Book Reviews Archive: 1994 to May 2000

Paul McCarthy


by Ralph Rugoff, Kristine Stiles, Giacinto Di Pietrantoni.
Phaidon Press Limited, London, 1997
160 pp., illust. ISBN 0-7148-3552-8

Reviewed by Sonya Rapoport


The book Paul McCarthy beautifully designed, generous color illustrations, and large format presentation, is a scholarly documenation of an enigmatic artist who employs plastic prosthetics, processed foods as body fluids and overt sexual behavior in his own creative process.

McCarthy's extensive output of performance, video and sculptural works are described in intelligently parceled chapters: INTERVIEW, SURVEY, FOCUS, ARTIST'S WRITINGS, CHRONOLOGY and ARTIST'S CHOICE. The latter section is McCarthy's own rendition of Jean-Paul Sartre's NAUSEA from which McCarthy spliced fragments from the original text.
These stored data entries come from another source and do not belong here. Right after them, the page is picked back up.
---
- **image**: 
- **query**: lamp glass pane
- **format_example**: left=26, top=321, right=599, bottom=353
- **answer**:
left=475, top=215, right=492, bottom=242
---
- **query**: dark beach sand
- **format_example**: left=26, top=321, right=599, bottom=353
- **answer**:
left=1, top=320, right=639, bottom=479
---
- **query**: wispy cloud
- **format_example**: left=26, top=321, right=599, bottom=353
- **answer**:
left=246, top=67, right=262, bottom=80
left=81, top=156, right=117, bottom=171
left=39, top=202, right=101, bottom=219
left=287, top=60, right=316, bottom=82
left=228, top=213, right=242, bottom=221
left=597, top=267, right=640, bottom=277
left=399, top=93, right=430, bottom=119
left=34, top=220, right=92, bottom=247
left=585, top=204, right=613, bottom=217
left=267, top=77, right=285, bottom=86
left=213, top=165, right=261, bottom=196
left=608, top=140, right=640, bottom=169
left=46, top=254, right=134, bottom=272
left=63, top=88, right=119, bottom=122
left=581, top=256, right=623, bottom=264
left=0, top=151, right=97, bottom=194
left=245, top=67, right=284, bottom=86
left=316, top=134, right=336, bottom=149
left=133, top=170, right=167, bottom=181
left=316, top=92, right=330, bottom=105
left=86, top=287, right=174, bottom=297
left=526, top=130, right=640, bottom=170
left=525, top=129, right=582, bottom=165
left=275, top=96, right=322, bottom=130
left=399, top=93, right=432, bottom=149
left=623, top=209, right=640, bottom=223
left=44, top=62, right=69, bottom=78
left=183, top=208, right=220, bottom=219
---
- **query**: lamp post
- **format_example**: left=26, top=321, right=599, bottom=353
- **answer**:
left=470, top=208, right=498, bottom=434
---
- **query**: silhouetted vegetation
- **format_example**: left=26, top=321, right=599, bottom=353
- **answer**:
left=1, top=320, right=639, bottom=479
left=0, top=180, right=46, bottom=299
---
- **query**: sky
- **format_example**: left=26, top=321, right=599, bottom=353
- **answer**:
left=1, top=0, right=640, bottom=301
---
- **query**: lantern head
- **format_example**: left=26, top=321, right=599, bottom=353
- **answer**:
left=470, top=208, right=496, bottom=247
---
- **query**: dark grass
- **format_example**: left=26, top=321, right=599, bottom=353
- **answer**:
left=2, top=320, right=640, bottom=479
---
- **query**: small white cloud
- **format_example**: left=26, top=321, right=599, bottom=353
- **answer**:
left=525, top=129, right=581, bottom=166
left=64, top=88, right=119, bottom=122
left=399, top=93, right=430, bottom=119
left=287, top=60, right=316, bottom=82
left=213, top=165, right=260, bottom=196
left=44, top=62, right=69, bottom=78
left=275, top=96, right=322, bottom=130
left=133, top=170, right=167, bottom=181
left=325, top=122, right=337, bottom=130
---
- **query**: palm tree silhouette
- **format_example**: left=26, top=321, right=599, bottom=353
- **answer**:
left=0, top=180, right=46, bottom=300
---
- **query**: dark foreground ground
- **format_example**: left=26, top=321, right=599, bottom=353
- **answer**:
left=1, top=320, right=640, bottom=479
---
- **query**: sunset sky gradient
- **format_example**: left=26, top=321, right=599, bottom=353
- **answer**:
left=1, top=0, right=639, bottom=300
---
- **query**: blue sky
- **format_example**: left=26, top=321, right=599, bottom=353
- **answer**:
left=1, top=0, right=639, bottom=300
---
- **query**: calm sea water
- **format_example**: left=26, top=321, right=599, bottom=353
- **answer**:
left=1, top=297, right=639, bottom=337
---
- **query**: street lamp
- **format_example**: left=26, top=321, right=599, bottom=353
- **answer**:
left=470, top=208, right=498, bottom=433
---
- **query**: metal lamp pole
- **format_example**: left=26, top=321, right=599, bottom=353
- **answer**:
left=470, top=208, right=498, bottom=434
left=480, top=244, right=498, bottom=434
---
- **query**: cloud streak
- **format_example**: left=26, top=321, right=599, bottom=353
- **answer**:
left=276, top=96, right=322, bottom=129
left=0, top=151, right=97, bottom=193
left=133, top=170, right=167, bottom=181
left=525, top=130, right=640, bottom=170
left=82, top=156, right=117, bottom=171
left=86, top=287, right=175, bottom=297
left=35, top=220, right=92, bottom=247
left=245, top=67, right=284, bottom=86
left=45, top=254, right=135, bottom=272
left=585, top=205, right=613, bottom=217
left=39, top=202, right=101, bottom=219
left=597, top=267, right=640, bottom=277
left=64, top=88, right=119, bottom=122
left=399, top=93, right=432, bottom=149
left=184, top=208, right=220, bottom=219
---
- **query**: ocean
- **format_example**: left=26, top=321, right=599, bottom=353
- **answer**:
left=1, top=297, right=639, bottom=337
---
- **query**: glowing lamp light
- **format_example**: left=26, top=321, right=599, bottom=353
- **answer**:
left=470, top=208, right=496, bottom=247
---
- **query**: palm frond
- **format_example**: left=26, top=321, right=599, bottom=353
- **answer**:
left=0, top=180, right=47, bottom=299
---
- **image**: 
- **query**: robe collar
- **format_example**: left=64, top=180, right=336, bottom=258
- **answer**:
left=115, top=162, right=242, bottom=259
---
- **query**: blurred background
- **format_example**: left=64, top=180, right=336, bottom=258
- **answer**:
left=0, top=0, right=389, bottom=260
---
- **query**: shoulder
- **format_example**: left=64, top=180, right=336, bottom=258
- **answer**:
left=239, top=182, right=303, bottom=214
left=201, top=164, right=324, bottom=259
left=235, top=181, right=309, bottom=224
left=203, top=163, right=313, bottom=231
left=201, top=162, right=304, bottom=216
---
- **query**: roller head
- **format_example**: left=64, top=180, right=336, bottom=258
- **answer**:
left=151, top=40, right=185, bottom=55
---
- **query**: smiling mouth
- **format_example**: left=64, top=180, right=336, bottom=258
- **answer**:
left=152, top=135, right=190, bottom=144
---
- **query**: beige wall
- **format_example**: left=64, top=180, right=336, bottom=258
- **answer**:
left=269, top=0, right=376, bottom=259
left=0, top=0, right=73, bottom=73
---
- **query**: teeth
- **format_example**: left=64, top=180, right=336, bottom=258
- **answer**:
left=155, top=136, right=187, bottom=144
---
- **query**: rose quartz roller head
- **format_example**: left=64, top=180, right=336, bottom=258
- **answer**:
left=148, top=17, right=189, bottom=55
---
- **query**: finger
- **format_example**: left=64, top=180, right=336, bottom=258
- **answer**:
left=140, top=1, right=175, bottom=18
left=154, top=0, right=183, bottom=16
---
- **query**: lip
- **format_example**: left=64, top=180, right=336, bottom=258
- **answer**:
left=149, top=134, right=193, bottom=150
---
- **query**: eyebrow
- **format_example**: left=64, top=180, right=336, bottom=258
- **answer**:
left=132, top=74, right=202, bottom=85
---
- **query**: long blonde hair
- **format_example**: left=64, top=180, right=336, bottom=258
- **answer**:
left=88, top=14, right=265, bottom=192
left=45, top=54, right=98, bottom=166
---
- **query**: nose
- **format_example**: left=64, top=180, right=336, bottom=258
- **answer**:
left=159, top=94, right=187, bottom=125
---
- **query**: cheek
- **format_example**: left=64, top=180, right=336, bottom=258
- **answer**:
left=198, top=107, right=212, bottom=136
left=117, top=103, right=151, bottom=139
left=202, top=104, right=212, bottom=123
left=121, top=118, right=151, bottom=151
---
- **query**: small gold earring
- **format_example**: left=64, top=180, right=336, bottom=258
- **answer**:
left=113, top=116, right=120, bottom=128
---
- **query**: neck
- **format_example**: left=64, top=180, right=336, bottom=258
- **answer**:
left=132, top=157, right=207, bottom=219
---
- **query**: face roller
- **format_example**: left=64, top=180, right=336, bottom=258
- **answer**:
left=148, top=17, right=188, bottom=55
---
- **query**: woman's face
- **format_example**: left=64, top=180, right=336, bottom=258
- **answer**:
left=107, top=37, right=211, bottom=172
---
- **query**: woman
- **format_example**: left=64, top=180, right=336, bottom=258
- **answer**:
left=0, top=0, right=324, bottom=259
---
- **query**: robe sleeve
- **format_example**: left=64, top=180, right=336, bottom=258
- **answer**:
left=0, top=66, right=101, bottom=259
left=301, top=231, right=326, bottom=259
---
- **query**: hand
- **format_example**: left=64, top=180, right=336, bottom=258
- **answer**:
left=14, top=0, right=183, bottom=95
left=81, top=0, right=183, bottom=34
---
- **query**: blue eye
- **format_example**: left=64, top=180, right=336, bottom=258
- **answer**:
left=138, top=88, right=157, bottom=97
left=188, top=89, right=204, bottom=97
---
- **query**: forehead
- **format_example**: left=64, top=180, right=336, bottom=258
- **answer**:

These selections, perhaps unwitting, reveal McCarthy's visceral core.

Kristine Stiles, in her INTERVIEW with McCarthy, attempts to probe beyond the props into his mysterious center by focusing on questions of latent violence and beauty. This exchange between interviewer and interviewee, in which the roles occasionally interchange, creates a tension of hide and seek, resolve and dissolve. He wants to control what his audience sees a la Du Champ's ETANTS DONNE. She wants to go beyond. She is not diverted by his use of metonymical devices. Ketchup for blood appears to be a constant.
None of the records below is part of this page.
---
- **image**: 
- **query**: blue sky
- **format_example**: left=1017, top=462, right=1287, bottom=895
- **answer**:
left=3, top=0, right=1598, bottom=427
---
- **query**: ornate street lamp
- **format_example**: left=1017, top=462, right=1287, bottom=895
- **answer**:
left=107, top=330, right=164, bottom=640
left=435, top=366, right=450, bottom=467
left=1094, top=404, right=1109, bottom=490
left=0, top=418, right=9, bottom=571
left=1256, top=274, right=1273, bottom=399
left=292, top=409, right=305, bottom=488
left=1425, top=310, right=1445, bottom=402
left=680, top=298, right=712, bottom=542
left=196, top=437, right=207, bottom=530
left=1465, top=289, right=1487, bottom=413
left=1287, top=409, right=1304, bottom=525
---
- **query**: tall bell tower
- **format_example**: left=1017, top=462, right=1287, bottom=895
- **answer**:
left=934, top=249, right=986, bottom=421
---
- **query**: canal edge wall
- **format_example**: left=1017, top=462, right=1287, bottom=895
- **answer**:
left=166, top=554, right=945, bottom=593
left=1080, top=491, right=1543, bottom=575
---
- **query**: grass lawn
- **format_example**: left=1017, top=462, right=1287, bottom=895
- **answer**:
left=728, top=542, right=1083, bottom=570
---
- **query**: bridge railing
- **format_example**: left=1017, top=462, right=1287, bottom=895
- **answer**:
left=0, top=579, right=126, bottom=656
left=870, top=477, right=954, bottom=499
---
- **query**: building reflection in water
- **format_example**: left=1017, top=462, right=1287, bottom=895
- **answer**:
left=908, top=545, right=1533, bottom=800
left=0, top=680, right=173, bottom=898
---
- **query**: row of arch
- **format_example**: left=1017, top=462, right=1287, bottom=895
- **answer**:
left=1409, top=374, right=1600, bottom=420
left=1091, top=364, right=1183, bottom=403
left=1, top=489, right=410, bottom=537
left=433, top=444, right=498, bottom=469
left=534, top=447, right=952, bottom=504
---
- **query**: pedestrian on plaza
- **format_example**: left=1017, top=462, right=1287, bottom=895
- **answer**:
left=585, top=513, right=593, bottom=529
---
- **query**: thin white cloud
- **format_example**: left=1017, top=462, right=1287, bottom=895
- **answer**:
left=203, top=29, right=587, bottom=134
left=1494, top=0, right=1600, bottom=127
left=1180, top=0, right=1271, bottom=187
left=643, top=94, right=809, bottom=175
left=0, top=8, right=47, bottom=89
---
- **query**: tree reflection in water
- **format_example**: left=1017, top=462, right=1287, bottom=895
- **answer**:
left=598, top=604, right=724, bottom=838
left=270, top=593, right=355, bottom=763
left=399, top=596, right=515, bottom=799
I suggest they both look at his selected excerpts from Jean-Paul Sartre's Nausea.

Ralph Rugoff in this excellent SURVEY of incestuous and absurd couplings places the theme of violence within the context of social conditioning by family and media. His skillful descriptions of the complex work gracefully weave in and out of fine art references that clarify the illustrations. Rugoff sees Paul McCarthy as "master of the taboo-smash".

I see the work distinctly related to tribal rituals that induce vomiting, nose-penile association, skin stretching, tree-mating and the pig man.

The book, Paul McCarthy is a tour de force about a controversial yet important artist of Beuysian tradition.